XII

Le Black-Castle se trouvait hors de la ville, à deux milles du dernier faubourg. Le parc était spacieux, trois routes se croisaient à l'entrée même de la propriété, puis s'unissaient en une seule, montant vers le nord.

Les trois autres côtés du parc—dont les murs formaient un parallélogramme—donnaient sur des terrains vagues, non cultivés, et, par conséquent, non peuplés.

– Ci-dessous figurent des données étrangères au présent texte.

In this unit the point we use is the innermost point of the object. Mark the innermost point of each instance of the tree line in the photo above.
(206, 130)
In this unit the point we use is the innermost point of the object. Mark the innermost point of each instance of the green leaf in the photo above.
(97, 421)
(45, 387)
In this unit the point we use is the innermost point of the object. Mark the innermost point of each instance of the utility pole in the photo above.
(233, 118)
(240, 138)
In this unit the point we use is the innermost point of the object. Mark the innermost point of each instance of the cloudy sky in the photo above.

J'y avais mis de la patience. J'avais apporté moi-même une échelle de corde, garnie de crampons en fer, et je l'avais enfouie au pied du mur d'enceinte. J'avais, bien entendu, constaté d'abord que l'entablement du mur présentait une saillie suffisante pour que mes crochets pussent s'y fixer aisément.

Autre détail important. Car je n'étais pas homme à rien négliger. Il n'y avait à l'intérieur ni jardinier ni chien de garde,—pas une créature vivante.

Une fois déjà, le matin, j'étais parvenu à regarder par-dessus la crête de la muraille, et au pied de la maison, j'avais aperçu une porte vermoulue, entr'ouverte et laissant entrevoir la première marche d'un escalier. Évidemment c'était un escalier de service, qui—autrefois—était destiné aux domestiques. Car il y a quelque dix ans, la maison appartenait à un gentleman du nom de Richardson, qui était mort subitement quatre mois après sa femme, et qui menait grand train, à ce qu'on m'avait assuré.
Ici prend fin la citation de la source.